- Born: 1981 (age 44–45) Oxford, England
- Education: Central Saint Martins (BA); Slade School of Fine Art (MFA), UCL;
- Awards: Turner Prize (2023)

= Jesse Darling =

British artist (born 1981)

Jesse Darling (born 1981) is a British artist working in sculpture and installation. He won the Turner Prize in 2023. Since 2024, he has been an associate professor at the University of Oxford's Ruskin School of Art and a tutorial fellow of St Anne's College, Oxford.

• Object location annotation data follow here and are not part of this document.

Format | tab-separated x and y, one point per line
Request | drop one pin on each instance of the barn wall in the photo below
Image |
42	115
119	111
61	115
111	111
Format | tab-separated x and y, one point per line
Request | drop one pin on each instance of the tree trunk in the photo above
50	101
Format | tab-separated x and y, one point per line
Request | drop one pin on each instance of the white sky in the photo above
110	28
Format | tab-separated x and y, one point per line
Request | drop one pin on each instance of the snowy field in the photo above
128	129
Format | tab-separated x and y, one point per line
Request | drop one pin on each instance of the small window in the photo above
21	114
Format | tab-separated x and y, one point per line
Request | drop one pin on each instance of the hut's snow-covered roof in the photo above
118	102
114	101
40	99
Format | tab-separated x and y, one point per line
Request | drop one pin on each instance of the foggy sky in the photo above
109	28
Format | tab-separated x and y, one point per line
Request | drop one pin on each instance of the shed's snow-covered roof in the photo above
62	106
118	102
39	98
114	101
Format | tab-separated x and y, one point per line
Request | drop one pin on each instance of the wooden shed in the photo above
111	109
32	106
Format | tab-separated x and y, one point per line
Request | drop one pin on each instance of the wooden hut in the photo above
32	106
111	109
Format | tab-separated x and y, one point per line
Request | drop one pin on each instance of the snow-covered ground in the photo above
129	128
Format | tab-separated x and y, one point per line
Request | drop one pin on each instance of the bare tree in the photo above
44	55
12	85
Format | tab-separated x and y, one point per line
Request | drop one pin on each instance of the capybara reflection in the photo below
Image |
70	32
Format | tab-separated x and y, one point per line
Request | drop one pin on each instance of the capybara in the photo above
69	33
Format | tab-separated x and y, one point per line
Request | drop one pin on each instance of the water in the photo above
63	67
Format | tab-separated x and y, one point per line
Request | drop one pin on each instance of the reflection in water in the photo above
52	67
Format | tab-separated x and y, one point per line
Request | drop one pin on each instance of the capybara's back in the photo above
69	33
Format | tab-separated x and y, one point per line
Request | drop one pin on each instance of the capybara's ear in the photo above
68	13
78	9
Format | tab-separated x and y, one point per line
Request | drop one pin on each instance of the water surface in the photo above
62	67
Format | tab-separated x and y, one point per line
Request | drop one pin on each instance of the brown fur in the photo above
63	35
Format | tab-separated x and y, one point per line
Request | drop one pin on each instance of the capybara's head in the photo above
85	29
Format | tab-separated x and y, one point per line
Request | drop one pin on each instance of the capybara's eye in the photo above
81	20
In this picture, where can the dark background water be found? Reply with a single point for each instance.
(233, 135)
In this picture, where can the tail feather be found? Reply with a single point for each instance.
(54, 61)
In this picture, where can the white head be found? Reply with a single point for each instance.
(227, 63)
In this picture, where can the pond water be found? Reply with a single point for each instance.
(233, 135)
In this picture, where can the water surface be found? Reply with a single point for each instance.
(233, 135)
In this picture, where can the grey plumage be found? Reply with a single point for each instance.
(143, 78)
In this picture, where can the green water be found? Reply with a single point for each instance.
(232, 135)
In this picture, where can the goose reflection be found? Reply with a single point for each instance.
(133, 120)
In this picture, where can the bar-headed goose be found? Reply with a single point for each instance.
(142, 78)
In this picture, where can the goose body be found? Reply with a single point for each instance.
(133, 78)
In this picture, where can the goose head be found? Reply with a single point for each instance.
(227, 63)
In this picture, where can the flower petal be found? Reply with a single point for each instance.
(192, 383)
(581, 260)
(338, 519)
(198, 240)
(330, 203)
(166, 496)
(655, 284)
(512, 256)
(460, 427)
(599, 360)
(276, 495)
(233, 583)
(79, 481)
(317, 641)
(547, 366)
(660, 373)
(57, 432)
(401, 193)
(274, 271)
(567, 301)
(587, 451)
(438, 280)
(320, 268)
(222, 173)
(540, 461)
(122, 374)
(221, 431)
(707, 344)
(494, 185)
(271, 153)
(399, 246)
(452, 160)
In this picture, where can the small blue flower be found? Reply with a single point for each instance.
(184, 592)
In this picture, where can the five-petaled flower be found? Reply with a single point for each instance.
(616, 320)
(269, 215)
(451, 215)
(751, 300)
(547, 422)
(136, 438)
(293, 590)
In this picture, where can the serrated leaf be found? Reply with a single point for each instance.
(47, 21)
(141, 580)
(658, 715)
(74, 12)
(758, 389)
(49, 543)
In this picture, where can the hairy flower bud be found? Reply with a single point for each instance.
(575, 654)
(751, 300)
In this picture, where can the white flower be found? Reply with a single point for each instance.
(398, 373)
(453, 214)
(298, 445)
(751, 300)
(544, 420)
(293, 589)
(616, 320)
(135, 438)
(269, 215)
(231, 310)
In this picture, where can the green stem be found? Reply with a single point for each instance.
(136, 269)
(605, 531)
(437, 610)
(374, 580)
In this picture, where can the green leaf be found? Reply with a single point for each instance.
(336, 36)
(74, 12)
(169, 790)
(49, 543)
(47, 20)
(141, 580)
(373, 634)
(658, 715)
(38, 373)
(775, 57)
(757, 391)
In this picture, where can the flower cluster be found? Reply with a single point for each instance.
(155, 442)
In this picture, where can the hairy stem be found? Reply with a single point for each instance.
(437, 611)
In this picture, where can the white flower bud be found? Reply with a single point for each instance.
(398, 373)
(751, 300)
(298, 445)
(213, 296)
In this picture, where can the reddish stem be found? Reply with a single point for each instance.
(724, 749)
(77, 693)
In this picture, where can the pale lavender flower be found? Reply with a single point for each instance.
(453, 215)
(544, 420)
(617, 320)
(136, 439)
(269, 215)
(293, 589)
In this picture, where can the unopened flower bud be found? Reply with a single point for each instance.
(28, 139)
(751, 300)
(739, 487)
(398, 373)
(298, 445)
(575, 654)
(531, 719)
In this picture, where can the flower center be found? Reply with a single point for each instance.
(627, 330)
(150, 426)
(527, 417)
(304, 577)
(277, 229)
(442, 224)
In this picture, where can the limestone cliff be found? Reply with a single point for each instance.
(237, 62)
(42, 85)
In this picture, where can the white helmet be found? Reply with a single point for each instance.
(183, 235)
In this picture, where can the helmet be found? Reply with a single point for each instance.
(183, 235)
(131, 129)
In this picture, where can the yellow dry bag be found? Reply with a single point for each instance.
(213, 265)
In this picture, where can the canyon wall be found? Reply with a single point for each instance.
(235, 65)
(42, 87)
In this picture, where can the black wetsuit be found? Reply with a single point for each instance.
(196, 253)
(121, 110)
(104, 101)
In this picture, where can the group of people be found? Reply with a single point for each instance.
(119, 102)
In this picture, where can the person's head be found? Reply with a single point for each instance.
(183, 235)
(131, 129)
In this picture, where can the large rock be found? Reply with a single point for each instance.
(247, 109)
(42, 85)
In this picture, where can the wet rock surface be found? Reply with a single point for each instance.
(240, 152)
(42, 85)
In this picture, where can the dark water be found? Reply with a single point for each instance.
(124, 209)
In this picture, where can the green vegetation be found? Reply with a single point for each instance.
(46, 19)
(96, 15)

==Early life and education==
Darling was born in 1981 in Oxford. He received a Bachelor of Arts (BA) degree from Central Saint Martins in 2010 and a Master of Fine Arts (MFA) degree from Slade School of Fine Art, UCL in 2014.

==Art career==
Darling is known for his work with unconventional materials including hazard tape and welded barriers. From September 2018 to February 2019, a number of Darling's sculptures and drawings were on display at the Tate Britain as an exhibition titled "The Ballad of Saint Jerome". Darling's show at Modern Art Oxford in 2022, "No Medals, No Ribbons", was the exhibition for which he was nominated for the Turner Prize.

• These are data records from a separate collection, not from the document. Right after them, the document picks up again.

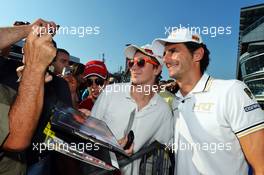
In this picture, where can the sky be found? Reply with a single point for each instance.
(106, 26)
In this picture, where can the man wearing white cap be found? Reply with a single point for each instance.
(219, 124)
(136, 106)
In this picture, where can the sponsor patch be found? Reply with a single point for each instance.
(248, 92)
(251, 107)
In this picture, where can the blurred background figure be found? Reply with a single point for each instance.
(96, 76)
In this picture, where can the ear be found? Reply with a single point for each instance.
(157, 70)
(198, 54)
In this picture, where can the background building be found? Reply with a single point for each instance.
(250, 65)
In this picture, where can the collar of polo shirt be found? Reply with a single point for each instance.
(203, 85)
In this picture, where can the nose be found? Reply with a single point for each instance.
(166, 58)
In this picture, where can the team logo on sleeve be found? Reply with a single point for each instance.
(248, 92)
(251, 107)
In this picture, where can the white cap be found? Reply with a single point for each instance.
(177, 36)
(146, 49)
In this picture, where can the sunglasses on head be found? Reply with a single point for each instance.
(140, 62)
(97, 81)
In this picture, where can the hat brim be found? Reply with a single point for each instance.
(131, 50)
(95, 74)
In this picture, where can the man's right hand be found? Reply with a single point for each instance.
(39, 50)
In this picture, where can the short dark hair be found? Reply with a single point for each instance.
(192, 47)
(63, 51)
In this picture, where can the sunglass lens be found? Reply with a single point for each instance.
(141, 63)
(99, 81)
(89, 82)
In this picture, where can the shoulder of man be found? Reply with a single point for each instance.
(7, 94)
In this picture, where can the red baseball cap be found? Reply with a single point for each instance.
(95, 67)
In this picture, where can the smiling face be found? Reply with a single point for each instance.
(178, 60)
(143, 75)
(95, 85)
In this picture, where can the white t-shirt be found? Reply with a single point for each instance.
(153, 122)
(209, 121)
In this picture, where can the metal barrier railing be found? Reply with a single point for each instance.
(155, 160)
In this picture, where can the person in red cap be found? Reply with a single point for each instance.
(96, 75)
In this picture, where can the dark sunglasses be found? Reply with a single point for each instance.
(97, 81)
(140, 62)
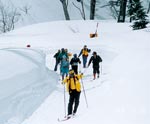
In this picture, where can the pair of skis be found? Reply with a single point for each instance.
(65, 118)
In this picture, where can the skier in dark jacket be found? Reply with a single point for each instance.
(74, 63)
(85, 52)
(95, 59)
(73, 86)
(57, 60)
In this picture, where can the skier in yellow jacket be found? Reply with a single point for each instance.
(74, 88)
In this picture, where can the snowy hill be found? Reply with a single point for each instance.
(37, 11)
(32, 93)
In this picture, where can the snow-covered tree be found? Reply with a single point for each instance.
(138, 14)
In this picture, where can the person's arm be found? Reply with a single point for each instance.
(80, 53)
(91, 59)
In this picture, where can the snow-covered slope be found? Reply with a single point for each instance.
(25, 82)
(37, 11)
(120, 96)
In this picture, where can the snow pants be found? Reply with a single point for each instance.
(73, 99)
(84, 61)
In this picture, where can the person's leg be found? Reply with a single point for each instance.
(84, 61)
(77, 97)
(94, 73)
(70, 104)
(98, 72)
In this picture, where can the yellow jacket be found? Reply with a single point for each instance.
(72, 83)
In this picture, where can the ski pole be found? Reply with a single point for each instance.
(96, 28)
(101, 68)
(64, 101)
(84, 93)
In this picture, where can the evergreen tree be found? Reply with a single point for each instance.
(138, 14)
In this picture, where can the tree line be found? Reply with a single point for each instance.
(120, 9)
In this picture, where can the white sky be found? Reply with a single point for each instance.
(120, 96)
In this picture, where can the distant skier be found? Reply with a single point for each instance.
(95, 59)
(62, 54)
(64, 67)
(85, 52)
(57, 60)
(74, 63)
(74, 88)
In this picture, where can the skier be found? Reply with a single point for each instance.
(74, 63)
(62, 53)
(74, 88)
(95, 59)
(57, 60)
(85, 51)
(64, 67)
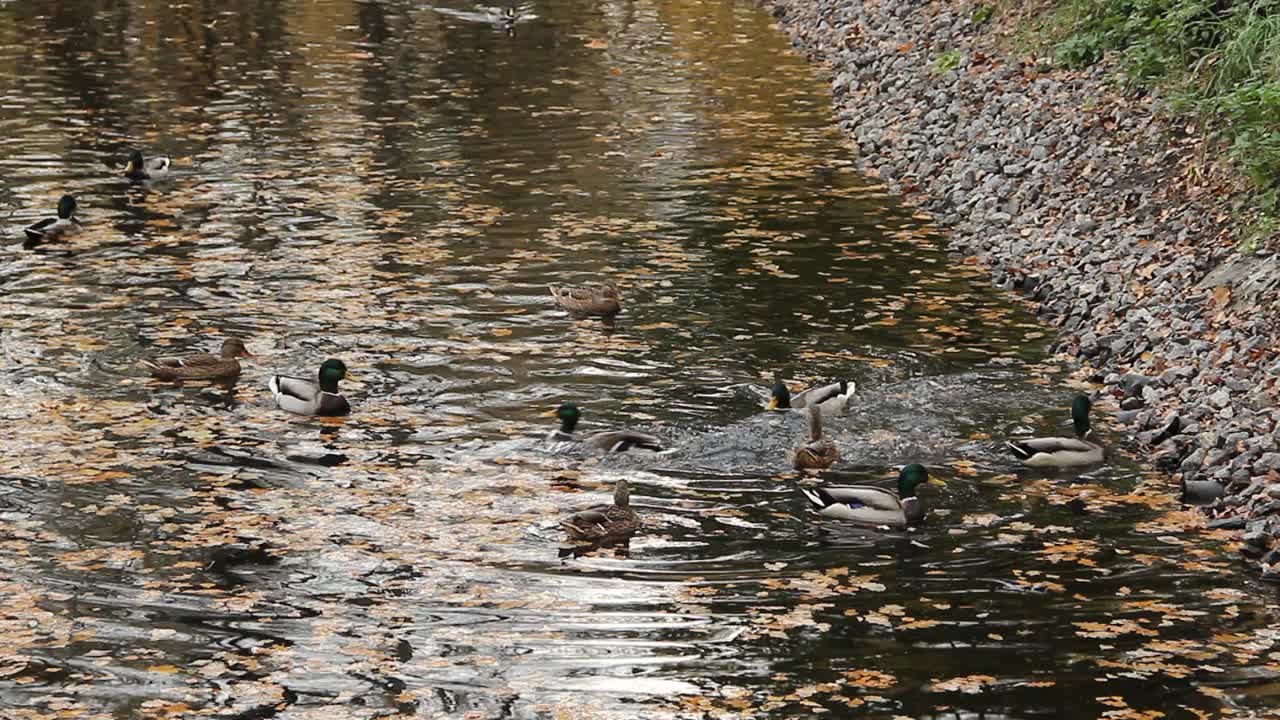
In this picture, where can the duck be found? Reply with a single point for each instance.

In May 2024, it was announced that he would be joining the University of Oxford as an associate professor at the Ruskin School of Art. He is also a tutorial fellow of St Anne's College, Oxford.

==In the art community==
In 2013, Darling cofounded the Kitson Road Living Project in southeast London as a home and display space for fellow artists. The project operated for a year before moving to Fernholme Road.

==Personal life==
As of 2023 Darling lived and worked in Berlin. He identifies as transmasculine, and bisexual.